Here is the code I wrote that demonstrates the technique described on this page. Writing clear code that is easy to understand by humans is not a strong point of mine. Be sure that you have the diagrams on this page in front of you (preferably printed out) while reading the code. Enjoy!

FEAL-4 Differential Cryptanalysis Code - [feal4full.c]

FEAL-4

The target throughout this tutorial will be FEAL-4. FEAL stands for Fast data Encipherment ALgorithm. This is the first "real world" cipher we've examined so far and it is somewhat unique in the crypto world. For one thing, it is notoriously vulnerable to just about every statistical attack out there. As a result, the FEAL family of block ciphers has become a whipping boy for cryptanalysts. For noobs like us, this makes it perfect for learning the ropes.

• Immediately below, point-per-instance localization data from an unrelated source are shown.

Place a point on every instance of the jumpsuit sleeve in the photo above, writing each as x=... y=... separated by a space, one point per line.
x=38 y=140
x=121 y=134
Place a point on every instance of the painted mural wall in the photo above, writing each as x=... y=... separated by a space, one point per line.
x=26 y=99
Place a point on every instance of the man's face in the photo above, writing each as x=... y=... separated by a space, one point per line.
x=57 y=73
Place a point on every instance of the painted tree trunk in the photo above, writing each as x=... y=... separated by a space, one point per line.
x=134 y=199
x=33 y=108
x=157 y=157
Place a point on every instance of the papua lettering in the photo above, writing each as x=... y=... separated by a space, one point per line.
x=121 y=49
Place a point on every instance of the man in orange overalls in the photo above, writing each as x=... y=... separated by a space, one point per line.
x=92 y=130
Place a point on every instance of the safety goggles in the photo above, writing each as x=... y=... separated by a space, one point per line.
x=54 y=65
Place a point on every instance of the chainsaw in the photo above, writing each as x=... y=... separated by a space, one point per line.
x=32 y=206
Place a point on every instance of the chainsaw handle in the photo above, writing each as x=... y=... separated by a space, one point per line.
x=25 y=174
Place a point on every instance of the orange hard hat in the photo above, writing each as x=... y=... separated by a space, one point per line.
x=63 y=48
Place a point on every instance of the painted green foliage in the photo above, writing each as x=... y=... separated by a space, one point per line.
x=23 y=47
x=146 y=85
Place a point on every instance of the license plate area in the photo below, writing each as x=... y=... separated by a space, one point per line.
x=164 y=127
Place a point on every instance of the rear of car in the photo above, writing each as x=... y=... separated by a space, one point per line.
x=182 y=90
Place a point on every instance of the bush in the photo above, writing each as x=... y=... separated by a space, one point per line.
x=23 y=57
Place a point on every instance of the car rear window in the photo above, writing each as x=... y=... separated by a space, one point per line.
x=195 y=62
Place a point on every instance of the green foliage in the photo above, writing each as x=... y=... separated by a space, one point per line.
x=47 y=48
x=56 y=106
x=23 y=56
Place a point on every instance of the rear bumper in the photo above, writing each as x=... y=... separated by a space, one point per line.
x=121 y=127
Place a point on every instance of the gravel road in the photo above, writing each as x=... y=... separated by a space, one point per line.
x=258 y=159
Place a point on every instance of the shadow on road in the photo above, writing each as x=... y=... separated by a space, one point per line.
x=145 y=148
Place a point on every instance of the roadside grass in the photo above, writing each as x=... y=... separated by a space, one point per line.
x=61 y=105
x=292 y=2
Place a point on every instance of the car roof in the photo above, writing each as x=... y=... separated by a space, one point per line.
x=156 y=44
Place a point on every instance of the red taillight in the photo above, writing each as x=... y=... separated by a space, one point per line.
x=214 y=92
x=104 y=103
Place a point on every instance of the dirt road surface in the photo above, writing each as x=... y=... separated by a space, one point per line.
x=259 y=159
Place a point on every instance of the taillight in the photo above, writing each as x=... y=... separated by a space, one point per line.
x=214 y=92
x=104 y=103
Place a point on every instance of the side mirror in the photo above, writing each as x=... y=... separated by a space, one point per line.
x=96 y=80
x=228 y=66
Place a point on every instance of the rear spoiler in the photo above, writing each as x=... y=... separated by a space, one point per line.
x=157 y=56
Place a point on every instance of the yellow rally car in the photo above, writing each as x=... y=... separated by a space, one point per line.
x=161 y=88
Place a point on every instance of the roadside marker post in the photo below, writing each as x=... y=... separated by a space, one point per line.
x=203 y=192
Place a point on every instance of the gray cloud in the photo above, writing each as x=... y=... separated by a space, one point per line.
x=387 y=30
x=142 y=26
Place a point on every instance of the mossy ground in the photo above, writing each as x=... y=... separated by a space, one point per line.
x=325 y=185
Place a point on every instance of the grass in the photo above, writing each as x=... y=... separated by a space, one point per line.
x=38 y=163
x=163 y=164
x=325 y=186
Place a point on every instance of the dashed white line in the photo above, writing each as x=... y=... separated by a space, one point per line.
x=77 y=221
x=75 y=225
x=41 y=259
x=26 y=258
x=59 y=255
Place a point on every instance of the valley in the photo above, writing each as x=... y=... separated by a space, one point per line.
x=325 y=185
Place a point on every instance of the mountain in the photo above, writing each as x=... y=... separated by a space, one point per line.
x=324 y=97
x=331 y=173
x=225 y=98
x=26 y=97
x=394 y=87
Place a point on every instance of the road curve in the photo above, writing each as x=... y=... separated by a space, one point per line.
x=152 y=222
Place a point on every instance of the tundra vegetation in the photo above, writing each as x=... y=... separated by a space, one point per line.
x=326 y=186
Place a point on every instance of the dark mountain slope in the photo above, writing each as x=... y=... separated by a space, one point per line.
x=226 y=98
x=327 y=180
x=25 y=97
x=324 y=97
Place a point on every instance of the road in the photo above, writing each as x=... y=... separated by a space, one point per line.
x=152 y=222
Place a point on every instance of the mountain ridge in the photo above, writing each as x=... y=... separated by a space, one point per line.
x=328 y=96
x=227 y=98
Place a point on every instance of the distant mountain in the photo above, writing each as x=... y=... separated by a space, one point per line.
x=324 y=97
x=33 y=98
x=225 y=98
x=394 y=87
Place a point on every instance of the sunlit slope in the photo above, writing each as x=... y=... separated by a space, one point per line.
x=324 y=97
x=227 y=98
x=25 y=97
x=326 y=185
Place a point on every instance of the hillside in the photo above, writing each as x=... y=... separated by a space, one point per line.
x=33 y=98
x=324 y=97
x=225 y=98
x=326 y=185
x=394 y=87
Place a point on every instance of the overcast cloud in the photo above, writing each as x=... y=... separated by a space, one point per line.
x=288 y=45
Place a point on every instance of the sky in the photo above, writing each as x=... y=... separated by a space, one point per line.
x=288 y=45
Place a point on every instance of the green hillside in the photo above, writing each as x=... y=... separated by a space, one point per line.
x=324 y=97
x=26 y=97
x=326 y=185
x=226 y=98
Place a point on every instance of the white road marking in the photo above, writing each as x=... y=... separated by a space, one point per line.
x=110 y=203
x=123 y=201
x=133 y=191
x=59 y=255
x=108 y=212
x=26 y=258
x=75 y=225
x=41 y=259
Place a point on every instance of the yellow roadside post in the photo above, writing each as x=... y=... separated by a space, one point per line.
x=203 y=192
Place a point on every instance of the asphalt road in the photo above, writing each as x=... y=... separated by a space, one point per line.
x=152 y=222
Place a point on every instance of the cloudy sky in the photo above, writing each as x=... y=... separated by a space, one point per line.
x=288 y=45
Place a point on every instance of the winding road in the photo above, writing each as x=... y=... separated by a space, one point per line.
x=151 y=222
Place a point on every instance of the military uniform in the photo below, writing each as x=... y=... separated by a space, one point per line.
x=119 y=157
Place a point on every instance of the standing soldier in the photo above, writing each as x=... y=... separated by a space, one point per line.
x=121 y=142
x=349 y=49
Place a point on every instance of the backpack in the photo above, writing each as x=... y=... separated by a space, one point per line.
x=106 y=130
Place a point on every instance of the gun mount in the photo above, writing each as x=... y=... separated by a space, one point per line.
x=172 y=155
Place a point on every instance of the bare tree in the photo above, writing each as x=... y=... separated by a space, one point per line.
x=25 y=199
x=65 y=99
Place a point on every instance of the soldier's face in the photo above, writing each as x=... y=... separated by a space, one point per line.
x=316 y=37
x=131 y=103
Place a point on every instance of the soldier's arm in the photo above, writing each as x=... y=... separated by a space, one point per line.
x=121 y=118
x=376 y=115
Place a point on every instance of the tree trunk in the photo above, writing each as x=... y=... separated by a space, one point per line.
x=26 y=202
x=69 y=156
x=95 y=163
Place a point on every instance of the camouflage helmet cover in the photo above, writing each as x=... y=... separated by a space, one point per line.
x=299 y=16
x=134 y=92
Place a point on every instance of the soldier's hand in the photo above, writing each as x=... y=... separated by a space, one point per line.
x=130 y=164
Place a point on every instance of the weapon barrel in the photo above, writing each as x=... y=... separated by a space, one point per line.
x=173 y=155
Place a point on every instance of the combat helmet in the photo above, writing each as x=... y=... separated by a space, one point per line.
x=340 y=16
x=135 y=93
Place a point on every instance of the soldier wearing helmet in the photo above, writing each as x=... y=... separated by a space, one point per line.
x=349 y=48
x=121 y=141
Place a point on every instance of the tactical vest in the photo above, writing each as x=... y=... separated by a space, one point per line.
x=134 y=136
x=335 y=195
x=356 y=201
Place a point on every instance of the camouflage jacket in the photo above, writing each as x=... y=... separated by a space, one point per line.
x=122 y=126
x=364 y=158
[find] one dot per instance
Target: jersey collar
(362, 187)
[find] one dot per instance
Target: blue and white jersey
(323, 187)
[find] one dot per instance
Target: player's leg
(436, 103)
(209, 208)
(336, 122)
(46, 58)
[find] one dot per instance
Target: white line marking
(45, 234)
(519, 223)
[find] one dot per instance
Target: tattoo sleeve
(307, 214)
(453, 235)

FEAL-4 is a 4 round Feistel cipher with a 64 bit block size. This means that the algorithm encrypts/decrypts data in 64 bit chunks. The Feistel structure means that the blocks are actually split in half for processing. These halves are mixed together via XOR operations throughout the encryption. The non-linear component (the heart of the cipher) is called the round function. It is a one-way/trapdoor function that takes a 32 bit input and produces a 32 bit output. This function is used 4 times during encryption: once for each round. The strength of FEAL-4 against statistical attacks like differential cryptanalysis is dependent on the behavior of this round function.

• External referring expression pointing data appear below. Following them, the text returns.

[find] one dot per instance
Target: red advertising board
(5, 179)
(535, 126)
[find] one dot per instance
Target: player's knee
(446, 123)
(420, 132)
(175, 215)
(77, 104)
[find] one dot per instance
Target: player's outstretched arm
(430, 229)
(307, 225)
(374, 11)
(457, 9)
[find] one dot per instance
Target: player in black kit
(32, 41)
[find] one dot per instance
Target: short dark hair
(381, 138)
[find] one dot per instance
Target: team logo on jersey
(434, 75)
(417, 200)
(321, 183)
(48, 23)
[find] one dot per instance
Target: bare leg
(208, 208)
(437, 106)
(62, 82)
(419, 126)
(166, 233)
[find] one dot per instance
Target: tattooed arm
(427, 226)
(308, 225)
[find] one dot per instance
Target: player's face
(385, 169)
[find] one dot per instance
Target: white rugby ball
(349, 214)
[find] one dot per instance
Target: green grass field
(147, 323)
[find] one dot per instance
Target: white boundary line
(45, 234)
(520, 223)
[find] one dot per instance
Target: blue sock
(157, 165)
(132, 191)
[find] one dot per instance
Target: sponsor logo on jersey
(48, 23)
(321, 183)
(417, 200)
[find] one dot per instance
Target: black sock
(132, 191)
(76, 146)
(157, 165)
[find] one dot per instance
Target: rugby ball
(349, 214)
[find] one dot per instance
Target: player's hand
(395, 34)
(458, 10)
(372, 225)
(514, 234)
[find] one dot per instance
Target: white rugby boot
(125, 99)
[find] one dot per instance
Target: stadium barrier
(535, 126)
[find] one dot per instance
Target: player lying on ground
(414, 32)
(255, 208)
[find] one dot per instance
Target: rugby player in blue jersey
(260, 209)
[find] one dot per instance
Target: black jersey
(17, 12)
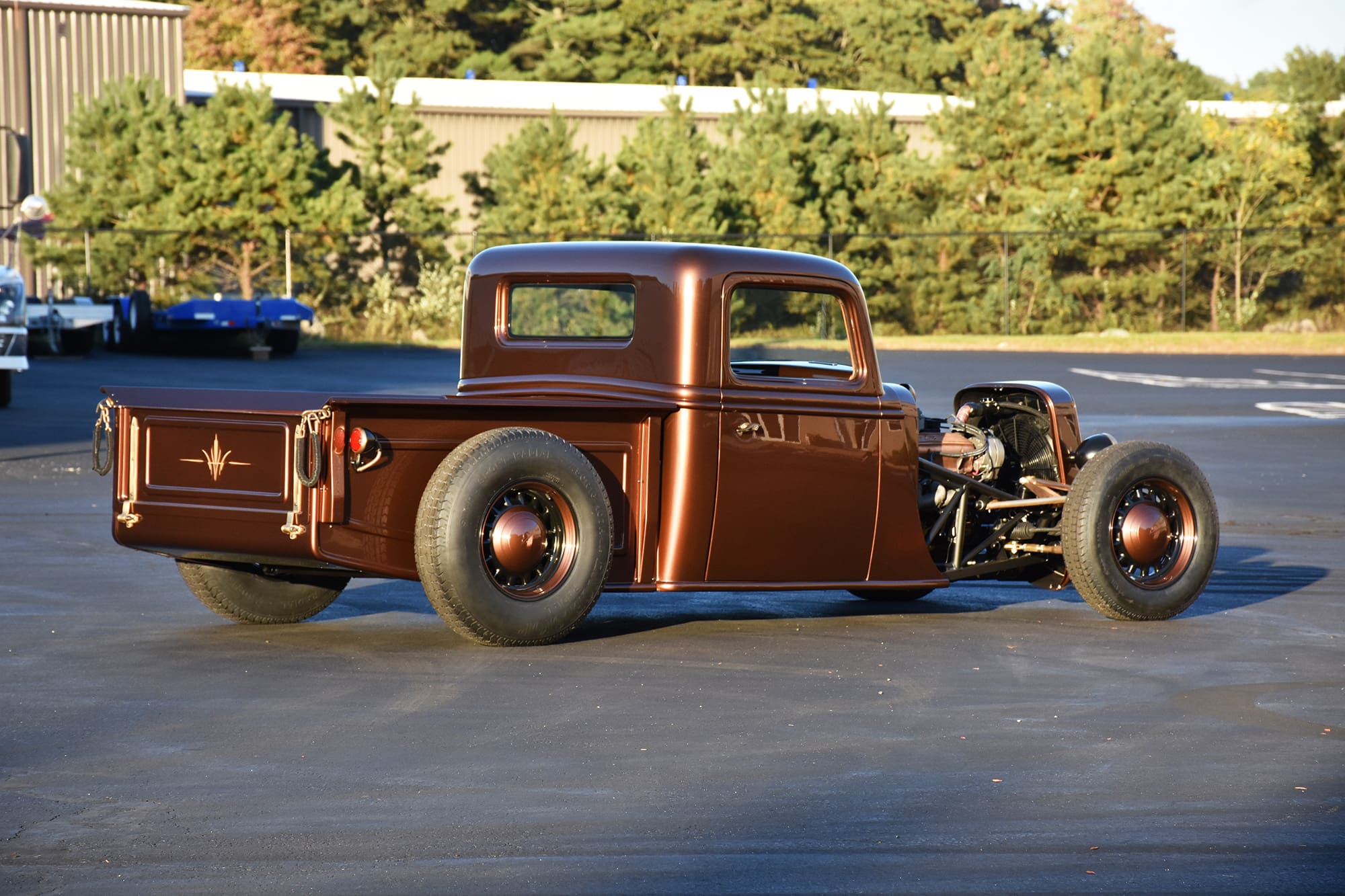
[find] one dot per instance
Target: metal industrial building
(59, 53)
(56, 53)
(475, 116)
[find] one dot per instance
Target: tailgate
(217, 479)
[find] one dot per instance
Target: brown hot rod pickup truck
(617, 427)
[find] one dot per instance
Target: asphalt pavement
(988, 737)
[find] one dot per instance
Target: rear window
(572, 311)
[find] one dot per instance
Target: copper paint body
(817, 491)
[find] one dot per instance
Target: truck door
(797, 493)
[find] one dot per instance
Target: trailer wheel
(141, 319)
(79, 341)
(1140, 532)
(891, 595)
(248, 596)
(514, 537)
(283, 342)
(118, 337)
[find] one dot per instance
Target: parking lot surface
(987, 737)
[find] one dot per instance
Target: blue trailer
(275, 322)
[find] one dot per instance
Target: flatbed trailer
(135, 325)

The 64 bit key is expanded to six 32 bit subkeys. The somewhat seperate process that achieves this is known as the key schedule. In the case of FEAL, this process is designed to be one-way. In other words, if you are able to recover one of the subkeys, it should be impossible to use that information to recover part of the "real" 64-bit key. Luckily, we only need all of the subkeys that are generated by the key schedule (or our own cryptanalysis efforts) to decrypt goodies. This means that recovering the original 64-bit key is not required. We'll ignore the key scheduling process for now and pretend that the six 32-bit subkeys are all generated randomly/independently. In other words, we are behaving as if FEAL-4 has a 192 bit key.

Structure of FEAL

The overall layout of FEAL is that of a Feistel cipher. It splits the data being encrypted into left and right halves. The right half is mixed with the round's subkey, then it is run through a one-way function called the round function (designated by f in the diagram) and combined with the left half using the XOR operation. The resulting halves are then swapped and the process is repeated for the other rounds. Before any of these rounds happen, subkeys 4 and 5 are used to XOR the incoming plaintext. This bookends the cipher and ensures that all 4 rounds actually matter.

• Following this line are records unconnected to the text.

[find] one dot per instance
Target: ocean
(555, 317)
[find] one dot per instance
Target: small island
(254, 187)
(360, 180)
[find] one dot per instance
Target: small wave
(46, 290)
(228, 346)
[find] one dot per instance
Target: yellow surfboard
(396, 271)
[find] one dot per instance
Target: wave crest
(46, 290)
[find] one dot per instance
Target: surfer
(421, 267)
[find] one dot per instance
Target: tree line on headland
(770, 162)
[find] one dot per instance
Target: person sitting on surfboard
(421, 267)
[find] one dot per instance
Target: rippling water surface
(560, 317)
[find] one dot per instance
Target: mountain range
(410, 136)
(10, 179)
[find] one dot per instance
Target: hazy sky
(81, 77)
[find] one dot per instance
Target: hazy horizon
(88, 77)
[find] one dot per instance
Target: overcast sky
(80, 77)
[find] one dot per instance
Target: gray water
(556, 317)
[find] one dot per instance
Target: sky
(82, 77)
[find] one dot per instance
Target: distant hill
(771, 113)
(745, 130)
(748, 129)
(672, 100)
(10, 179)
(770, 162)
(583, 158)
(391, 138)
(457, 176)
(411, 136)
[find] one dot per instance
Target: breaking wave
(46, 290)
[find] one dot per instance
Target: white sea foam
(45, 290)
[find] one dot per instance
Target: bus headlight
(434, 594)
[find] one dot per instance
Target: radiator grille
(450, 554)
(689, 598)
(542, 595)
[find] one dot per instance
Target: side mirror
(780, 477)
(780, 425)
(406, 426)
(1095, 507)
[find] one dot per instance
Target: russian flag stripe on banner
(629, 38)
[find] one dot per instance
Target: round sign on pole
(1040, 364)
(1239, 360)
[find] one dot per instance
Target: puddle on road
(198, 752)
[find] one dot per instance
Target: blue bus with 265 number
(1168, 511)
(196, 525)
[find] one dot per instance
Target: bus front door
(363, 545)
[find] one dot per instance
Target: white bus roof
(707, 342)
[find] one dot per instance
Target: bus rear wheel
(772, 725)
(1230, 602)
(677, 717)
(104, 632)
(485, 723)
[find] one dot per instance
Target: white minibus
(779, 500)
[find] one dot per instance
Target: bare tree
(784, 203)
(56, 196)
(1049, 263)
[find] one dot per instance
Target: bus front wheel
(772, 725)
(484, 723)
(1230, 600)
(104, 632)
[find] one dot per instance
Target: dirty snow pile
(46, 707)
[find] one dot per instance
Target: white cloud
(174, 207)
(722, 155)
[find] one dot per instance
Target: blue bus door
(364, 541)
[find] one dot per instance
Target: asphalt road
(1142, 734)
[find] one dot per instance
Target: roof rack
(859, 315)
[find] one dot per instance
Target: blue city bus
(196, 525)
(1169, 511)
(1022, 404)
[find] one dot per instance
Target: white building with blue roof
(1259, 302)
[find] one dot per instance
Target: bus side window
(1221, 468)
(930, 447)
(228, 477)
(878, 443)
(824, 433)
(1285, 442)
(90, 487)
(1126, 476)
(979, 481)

The mixing of the subkeys using XOR is, by far, the gold standard for getting keying material into a cipher. The problem is that its very easy to "undo" XOR and recover the key if an attacker holds some plaintext and some ciphertext. To prevent this, cipher should employ elements of confusion and diffusion. In the case of FEAL, the round function provides both. Although there is some diffusion happening inherently in the Feistel structure itself (left and right halves mixing), most happens in the round function. As far as I can tell, the the overall structure does not provide confusion at all, but the round function does.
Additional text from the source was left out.